Deployment Guide

How to deploy Constellation Engine in production environments.

Docker

Build the Image

# Build fat JAR first
make assembly

# Build Docker image
make docker-build

The Dockerfile uses a multi-stage build:

Build stage — sbt assembly in a JDK image
Runtime stage — JRE-only image with non-root user, health check built in

Run with Docker

docker run -d \
  -p 8080:8080 \
  -e CONSTELLATION_PORT=8080 \
  -e JAVA_OPTS="-Xms256m -Xmx1g" \
  --name constellation \
  constellation-engine:latest

If you use the Module Provider Protocol, also expose the gRPC port:

docker run -d \
  -p 8080:8080 \
  -p 9090:9090 \
  -e CONSTELLATION_PORT=8080 \
  -e CONSTELLATION_PROVIDER_PORT=9090 \
  -e JAVA_OPTS="-Xms256m -Xmx1g" \
  --name constellation \
  constellation-engine:latest

Docker Compose

docker-compose up -d

The docker-compose.yml includes health check configuration and environment variable defaults. Edit it to enable scheduler, rate limiting, or authentication.

Kubernetes

Manifests are in deploy/k8s/.

Apply Manifests

kubectl apply -f deploy/k8s/namespace.yaml
kubectl apply -f deploy/k8s/configmap.yaml
kubectl apply -f deploy/k8s/deployment.yaml
kubectl apply -f deploy/k8s/service.yaml

What's Included

Manifest	Description
`namespace.yaml`	`constellation` namespace
`configmap.yaml`	Scheduler, rate limit, JVM settings
`deployment.yaml`	2 replicas, probes, resource limits, security context
`service.yaml`	ClusterIP service on port 8080 (add port 9090 for module providers)

Health Probes

The deployment configures:

Liveness: GET /health/live — restarts the pod if the process is unresponsive
- Initial delay: 30s, period: 10s, timeout: 5s, failure threshold: 3
Readiness: GET /health/ready — removes pod from service during draining/startup
- Initial delay: 10s, period: 5s, timeout: 3s, failure threshold: 3

Resource Limits

Default limits (adjust for your workload):

resources:
  requests:
    memory: "512Mi"
    cpu: "250m"
  limits:
    memory: "1Gi"
    cpu: "1000m"

Scaling

Constellation Engine is stateless at the HTTP layer.

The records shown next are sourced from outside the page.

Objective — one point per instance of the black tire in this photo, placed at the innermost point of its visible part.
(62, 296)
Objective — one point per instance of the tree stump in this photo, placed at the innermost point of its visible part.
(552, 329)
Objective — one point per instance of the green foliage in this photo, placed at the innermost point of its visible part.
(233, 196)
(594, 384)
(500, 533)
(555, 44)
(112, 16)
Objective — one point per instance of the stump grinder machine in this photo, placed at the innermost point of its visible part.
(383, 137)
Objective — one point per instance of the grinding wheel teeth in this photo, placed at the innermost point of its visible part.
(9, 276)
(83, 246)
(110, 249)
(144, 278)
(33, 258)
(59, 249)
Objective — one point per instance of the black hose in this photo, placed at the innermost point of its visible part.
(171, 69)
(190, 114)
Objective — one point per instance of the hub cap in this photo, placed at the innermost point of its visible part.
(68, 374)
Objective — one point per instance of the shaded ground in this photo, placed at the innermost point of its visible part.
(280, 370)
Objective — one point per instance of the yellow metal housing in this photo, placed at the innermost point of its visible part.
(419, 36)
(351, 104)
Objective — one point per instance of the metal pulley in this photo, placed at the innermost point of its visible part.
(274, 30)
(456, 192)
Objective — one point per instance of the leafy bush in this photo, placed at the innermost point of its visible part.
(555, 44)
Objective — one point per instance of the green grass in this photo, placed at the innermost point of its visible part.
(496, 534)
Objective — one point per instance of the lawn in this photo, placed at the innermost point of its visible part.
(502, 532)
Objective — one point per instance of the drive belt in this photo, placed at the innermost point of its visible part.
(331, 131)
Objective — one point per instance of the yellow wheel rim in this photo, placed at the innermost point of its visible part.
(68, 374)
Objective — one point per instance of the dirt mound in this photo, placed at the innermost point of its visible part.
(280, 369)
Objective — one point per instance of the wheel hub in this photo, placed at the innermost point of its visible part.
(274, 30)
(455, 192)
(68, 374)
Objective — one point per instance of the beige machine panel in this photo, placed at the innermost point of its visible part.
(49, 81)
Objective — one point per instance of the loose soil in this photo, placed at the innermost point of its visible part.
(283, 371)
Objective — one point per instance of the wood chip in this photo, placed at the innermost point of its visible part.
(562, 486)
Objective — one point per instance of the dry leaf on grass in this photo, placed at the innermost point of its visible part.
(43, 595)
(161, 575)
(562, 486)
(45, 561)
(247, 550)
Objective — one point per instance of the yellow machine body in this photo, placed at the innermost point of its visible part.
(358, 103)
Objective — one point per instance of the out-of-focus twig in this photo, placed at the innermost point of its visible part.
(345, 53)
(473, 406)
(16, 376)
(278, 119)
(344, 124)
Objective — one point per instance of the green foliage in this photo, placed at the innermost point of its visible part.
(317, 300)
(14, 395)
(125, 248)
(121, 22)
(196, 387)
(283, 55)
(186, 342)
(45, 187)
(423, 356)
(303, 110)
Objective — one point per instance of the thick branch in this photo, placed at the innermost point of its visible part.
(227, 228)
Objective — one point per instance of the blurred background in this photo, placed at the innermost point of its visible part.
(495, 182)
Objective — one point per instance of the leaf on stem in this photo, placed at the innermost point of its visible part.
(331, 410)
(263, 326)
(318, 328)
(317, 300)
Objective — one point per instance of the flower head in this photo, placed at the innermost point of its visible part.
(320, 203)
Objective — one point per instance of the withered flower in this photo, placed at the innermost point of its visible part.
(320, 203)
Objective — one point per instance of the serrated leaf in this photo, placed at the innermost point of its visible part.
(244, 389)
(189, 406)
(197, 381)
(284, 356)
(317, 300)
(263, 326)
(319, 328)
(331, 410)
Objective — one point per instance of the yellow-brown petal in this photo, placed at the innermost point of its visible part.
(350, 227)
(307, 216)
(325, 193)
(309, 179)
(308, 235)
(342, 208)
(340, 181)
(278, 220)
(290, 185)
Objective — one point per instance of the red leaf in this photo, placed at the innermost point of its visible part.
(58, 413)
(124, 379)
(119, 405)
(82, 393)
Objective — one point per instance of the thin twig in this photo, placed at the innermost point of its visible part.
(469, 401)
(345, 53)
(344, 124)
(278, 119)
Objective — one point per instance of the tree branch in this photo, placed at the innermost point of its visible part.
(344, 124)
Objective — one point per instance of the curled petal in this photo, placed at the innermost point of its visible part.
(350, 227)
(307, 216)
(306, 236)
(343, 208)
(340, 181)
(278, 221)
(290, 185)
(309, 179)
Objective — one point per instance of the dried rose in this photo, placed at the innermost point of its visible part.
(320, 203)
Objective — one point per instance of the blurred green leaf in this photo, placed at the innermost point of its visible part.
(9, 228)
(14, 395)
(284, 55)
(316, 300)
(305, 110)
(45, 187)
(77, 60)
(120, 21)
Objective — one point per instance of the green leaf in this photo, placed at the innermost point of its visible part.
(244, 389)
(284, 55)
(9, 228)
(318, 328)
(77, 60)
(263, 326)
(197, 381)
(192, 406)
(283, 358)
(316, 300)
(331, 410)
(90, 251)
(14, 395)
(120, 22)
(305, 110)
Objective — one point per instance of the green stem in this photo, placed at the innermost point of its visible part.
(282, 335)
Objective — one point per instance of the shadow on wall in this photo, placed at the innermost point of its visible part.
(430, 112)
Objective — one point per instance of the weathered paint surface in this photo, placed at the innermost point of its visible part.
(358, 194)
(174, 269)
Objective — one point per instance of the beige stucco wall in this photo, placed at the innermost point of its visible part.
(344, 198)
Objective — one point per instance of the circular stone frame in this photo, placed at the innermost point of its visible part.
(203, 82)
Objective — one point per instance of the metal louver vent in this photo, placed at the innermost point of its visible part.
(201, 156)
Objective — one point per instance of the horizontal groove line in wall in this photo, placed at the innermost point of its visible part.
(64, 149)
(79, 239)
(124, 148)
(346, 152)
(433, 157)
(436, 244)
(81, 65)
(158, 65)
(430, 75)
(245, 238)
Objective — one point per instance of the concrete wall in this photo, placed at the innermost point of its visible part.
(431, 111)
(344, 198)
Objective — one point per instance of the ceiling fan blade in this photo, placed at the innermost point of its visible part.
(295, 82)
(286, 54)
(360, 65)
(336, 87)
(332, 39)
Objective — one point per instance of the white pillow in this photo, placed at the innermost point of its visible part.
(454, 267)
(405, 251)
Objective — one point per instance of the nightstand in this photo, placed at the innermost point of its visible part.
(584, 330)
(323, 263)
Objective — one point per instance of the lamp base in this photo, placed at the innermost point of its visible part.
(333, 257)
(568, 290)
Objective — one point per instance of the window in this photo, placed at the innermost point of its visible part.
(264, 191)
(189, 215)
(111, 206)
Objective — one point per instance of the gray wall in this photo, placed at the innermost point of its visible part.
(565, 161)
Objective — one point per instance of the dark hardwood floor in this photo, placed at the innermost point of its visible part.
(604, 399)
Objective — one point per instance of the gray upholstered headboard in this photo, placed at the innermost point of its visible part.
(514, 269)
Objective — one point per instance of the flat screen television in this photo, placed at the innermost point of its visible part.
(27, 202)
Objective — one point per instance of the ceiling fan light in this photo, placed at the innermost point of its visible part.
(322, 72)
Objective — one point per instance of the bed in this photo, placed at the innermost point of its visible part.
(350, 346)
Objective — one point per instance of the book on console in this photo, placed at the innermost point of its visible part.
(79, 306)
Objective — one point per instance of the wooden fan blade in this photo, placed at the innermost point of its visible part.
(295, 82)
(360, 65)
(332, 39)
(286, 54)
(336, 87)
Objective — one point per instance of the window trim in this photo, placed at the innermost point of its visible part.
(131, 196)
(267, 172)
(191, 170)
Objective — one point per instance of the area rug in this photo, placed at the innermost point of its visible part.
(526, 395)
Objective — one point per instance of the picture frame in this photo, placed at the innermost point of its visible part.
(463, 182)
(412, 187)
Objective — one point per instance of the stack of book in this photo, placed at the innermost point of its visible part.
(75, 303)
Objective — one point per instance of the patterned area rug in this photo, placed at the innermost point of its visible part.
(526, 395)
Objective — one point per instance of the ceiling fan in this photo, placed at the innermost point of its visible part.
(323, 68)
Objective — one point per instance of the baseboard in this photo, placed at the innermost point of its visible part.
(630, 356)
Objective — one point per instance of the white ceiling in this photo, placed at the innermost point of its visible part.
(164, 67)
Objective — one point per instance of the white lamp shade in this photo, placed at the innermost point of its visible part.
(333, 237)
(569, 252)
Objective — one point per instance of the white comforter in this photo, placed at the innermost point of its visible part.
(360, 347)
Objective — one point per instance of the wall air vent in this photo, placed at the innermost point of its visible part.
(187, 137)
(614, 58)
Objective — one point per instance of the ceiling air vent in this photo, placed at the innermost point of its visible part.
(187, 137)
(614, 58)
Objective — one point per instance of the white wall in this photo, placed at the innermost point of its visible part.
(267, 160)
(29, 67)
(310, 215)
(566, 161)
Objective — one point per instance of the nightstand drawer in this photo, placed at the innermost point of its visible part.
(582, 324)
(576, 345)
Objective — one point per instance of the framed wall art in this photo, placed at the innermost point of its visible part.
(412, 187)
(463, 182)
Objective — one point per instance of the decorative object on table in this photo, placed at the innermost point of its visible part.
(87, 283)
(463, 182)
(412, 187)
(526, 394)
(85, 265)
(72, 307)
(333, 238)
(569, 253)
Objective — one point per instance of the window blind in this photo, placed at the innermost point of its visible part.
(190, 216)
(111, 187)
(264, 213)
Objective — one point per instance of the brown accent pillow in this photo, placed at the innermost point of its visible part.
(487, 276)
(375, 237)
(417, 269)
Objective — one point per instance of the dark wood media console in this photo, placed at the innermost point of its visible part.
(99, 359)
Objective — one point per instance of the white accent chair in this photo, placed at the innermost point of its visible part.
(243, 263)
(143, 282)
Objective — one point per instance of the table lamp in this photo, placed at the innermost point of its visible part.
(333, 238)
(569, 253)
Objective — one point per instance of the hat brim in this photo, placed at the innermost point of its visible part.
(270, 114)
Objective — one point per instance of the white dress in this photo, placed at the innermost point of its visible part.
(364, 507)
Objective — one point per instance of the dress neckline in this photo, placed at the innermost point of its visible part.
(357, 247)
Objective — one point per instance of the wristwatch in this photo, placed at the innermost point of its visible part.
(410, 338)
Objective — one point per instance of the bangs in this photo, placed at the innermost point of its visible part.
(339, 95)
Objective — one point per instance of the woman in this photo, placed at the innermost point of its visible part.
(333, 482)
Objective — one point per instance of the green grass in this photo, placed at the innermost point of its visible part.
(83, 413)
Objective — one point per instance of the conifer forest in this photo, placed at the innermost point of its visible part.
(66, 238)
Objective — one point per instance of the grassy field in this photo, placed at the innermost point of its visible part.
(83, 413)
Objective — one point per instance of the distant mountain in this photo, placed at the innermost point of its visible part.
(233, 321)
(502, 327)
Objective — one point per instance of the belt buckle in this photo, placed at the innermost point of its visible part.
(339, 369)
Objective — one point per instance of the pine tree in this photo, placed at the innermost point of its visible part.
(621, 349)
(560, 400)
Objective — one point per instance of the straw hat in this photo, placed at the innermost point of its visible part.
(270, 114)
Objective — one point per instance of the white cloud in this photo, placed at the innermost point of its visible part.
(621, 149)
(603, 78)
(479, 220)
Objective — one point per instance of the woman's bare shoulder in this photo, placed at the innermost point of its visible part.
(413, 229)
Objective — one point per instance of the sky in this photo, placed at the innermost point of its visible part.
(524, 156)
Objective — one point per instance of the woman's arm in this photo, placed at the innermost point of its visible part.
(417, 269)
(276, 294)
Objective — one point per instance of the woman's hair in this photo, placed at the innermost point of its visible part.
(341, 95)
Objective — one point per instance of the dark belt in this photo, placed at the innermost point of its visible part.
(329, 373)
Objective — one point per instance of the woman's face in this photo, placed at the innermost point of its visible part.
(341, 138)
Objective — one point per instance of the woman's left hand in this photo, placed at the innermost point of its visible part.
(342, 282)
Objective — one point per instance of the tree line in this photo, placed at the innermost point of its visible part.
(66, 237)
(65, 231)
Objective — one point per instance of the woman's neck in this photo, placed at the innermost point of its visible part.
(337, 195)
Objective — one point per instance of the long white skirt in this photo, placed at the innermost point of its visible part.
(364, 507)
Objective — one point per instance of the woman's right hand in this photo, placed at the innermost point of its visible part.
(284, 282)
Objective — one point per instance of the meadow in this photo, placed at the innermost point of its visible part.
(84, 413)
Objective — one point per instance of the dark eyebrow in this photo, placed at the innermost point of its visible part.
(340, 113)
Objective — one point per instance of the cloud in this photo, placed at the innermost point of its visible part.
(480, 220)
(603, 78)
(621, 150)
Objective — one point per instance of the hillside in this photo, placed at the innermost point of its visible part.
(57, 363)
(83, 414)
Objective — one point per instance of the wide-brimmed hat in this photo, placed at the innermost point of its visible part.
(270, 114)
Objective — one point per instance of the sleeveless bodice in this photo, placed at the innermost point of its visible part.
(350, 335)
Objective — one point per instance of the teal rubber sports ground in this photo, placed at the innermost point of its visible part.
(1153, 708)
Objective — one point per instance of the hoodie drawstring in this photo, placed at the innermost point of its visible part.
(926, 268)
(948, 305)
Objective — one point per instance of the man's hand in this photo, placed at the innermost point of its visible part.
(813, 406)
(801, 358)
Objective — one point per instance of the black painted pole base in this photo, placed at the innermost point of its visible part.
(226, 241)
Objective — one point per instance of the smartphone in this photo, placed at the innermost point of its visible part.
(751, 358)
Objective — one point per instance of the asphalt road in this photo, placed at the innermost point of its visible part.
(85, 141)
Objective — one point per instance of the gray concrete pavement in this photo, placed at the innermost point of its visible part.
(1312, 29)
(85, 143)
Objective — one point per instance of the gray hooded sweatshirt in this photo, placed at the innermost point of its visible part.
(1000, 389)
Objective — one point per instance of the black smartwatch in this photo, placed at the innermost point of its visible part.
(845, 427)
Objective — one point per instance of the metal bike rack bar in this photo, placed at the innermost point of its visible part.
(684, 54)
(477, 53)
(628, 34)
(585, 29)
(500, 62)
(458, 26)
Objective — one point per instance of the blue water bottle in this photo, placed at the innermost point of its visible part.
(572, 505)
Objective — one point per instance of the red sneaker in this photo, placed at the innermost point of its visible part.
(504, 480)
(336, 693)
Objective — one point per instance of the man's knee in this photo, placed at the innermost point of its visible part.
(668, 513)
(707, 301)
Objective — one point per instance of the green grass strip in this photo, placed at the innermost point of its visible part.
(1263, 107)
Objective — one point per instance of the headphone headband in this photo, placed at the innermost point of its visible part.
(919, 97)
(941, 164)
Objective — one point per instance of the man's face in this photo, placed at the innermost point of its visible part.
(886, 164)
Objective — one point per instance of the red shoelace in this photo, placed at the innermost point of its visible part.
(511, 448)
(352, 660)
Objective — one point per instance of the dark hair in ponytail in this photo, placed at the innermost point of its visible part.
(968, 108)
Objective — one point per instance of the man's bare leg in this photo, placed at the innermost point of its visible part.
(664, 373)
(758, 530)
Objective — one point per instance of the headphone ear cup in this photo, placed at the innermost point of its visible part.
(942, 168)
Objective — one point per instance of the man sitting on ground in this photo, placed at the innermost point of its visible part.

Scale horizontally by increasing replicas:

kubectl scale deployment constellation --replicas=4 -n constellation

Considerations:

Each instance has its own in-memory compilation cache (no shared cache)
Pipeline state (compiled DAGs) is per-instance
For shared state, use a load balancer with session affinity or an external store

Ingress / Load Balancer

Expose the service via your preferred ingress controller:

apiVersion: networking.k8s.io/v1
kind: Ingress
metadata:
  name: constellation
  namespace: constellation
spec:
  rules:
    - host: constellation.example.com
      http:
        paths:
          - path: /
            pathType: Prefix
            backend:
              service:
                name: constellation
                port:
                  number: 8080

For WebSocket (LSP) support, ensure your ingress supports WebSocket upgrades.

warning

The LSP WebSocket endpoint (/lsp) requires session affinity. Without sticky sessions, WebSocket connections will be randomly distributed across pods and connection state will be lost on each request. See Session Affinity Requirements below.

Graceful Shutdown

The server supports graceful shutdown:

Pod receives SIGTERM
Server enters Draining state
Readiness probe returns 503 (removed from service)
In-flight requests complete (up to 30s grace period)
Remaining requests are cancelled
Process exits

The K8s deployment sets terminationGracePeriodSeconds: 30 to match.

tip

Set terminationGracePeriodSeconds to at least your drain timeout plus 15 seconds buffer. If Kubernetes kills the pod before the drain completes, in-flight requests will be terminated abruptly.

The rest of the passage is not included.